Me levanté de mi cama a mitad del día, el sol en su punto más alto dándome en el rostro entre los rayos que entran por mi cortina. Me levanté con el cuarto en penumbras a pesar de la agresividad del sol. Sabía que algo andaba mal, mi vista no tan buena lo veía, lo presentía. Mis ojos desenfocados por el sueño idóneo miraron hacia los lados, dándome cuenta del rojo, el rojo que cubría mis paredes antes rosas como el atardecer. Las paredes que habían representado mi inocencia, mi pureza, todo mi ser, se habían puesto carmesí. Abrí mi boca con asombro, quería gritar, sollozar, pero no podía. Mi voz no salía, sentía todo mi cuerpo paralizado. El miedo se había posado sobre mí como un manto, abrigándome, manteniéndome opresiva como entre la espada y la pared, pero a pesar de ello, del miedo agonizante, tenía que levantarme.

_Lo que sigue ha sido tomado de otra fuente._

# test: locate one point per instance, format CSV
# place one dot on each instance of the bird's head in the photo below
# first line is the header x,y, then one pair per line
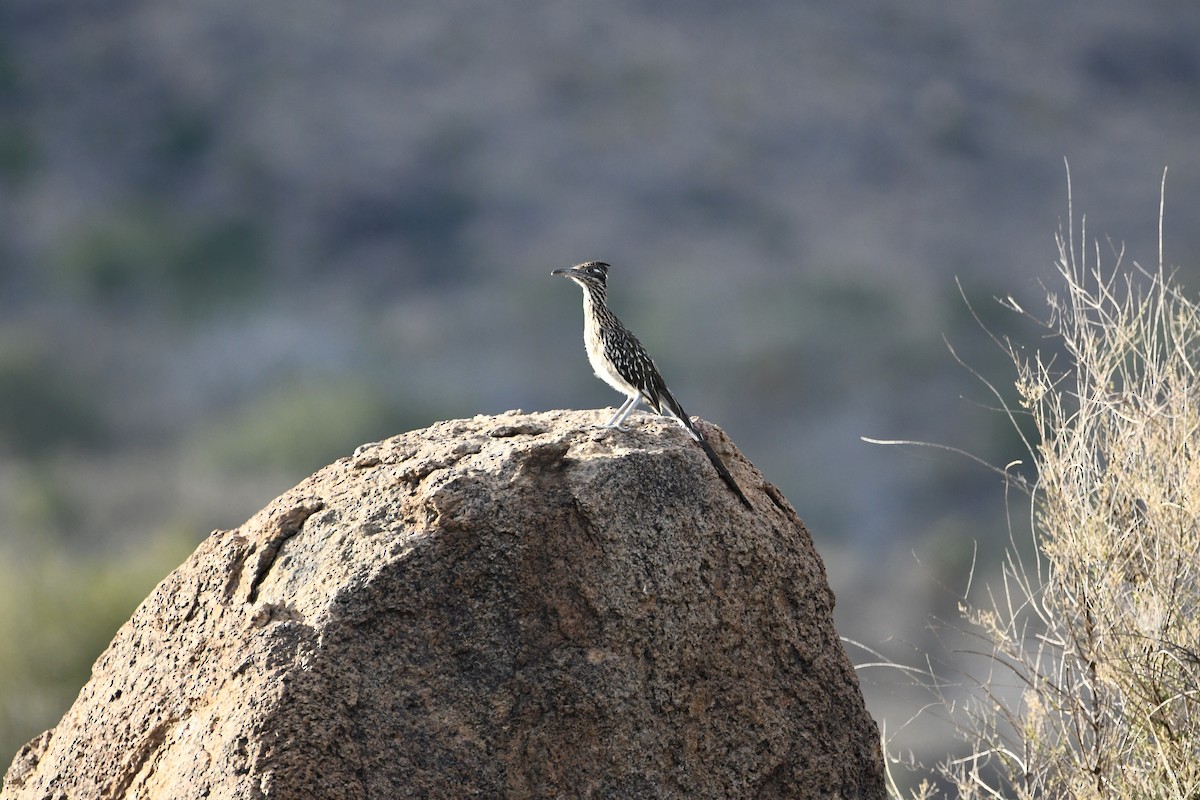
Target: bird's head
x,y
588,274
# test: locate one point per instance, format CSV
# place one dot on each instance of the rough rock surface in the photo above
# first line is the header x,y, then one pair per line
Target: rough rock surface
x,y
519,606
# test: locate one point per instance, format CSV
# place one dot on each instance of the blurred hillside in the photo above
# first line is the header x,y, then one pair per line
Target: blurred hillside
x,y
237,240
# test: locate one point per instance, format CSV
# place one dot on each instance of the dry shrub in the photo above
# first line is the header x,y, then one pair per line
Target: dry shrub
x,y
1091,685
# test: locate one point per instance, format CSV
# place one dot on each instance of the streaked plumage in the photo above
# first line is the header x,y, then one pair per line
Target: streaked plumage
x,y
621,361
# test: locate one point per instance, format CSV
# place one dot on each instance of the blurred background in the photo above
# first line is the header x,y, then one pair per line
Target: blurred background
x,y
238,240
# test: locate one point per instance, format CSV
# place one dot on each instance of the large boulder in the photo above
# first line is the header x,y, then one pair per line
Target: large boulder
x,y
517,606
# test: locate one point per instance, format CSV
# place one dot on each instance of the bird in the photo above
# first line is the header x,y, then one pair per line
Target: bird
x,y
621,361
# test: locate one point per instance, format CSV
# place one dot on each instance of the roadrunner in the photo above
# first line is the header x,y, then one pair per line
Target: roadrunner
x,y
621,361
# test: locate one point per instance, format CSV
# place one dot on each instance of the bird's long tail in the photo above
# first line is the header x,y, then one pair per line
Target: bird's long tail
x,y
671,405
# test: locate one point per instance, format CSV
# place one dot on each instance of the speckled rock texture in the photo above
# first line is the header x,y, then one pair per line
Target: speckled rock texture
x,y
516,606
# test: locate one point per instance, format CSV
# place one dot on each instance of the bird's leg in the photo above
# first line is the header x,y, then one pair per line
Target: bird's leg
x,y
625,409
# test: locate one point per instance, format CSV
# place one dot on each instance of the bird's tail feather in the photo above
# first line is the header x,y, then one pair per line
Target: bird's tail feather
x,y
667,402
723,471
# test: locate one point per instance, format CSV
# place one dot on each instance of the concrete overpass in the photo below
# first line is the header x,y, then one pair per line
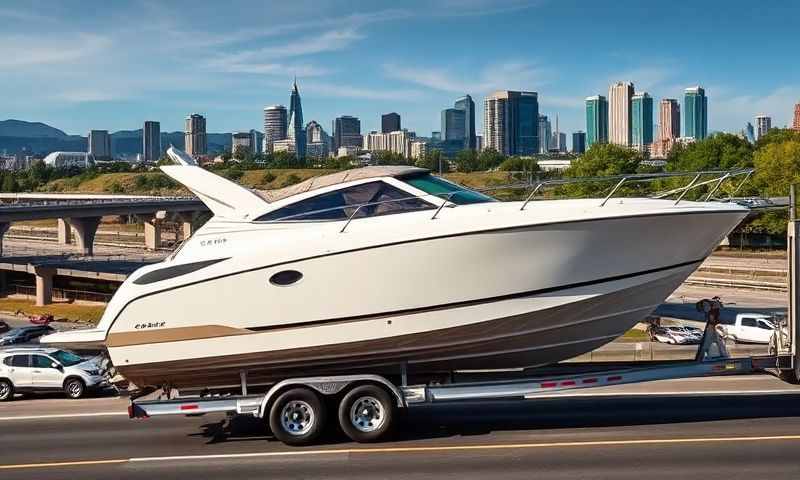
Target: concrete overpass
x,y
81,214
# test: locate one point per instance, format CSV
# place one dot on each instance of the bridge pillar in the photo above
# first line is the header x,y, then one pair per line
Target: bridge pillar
x,y
152,233
44,285
187,220
85,230
64,232
3,229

Sabía que tenía que hacerlo, así que con el tambaleo de mis piernas me levanté de la cama. Con la presión en el pecho corrí hacia la puerta, aunque el rojo intentara perseguirme me escapé de él y abrí la puerta hacia el pasillo de mi casa. Allí todo estaba oscuro, mucho más oscuro que mi cuarto. Llamé el nombre de mi madre, grité el de mi hermano, pero ni siquiera el eco de mi voz pudo suplantar el silencio ensordecedor. Con cautela atravesé el pasillo, todo mi cuerpo temblaba. No sabía ni por qué sentía miedo, no sé si era por lo oscuro del pasillo, el silencio del lugar o por lo carmesí que se suplantaba en las paredes de mi cuarto. Solo sabía que me subía un escalofrío por la espalda, quería vomitar, huir, cualquier cosa menos estar aquí.


Aun así, me armé de valor y seguí hacia la sala del lugar. Cuando entré, la luz del lugar me cegó por un instante. A pasos lentos seguí hasta quedar entre la boca del pasillo y el medio de la sala. Cuando recuperé la vista, miré alrededor de mí. Las paredes antes blancas linóleas, antes blancas como los lirios, ahora eran rosas como el atardecer. Las paredes que habían representado mi inocencia, mi pureza, todo mi ser, ahora estaban en la sala de mi casa. Aterrorizada seguí moviendo mi cabeza a todos lados, a todas partes, pensando que es un mal sueño, tengo que estar soñando. Entonces lo oigo, con el corazón en la boca me giro y allí parado en la cocina lo veo a él, el ser grotesco que ha hecho todo esto. Anoche un hombre, hoy algo desconocido lleno de escamas con una boca larga recordándome a las serpientes.


Él me devuelve la mirada, yo lo veo, sigo sus ojos claros como el olivo hacia el medio de la sala y ahí los veo, a mi familia, a mis seres queridos, sentados en los sofás grises de la habitación. Mi madre, una guerrera de terracota con cuatro brazos y cuatro pies, faltándole un trozo de la cara que la noche anterior estaba allí. Ella me devuelve la mirada con lo que queda de su rostro, sus ojos color miel ahora grises me ven de adentro hacia afuera, sin vida, sin esperanza, sentada allí abrumada. A su lado mi hermano, un embaucador de ojos brillantes ahora opacos llenos de lágrimas, su boca en una sonrisa llenada de dientes amarillos por la sangre que le gotea de la cabeza.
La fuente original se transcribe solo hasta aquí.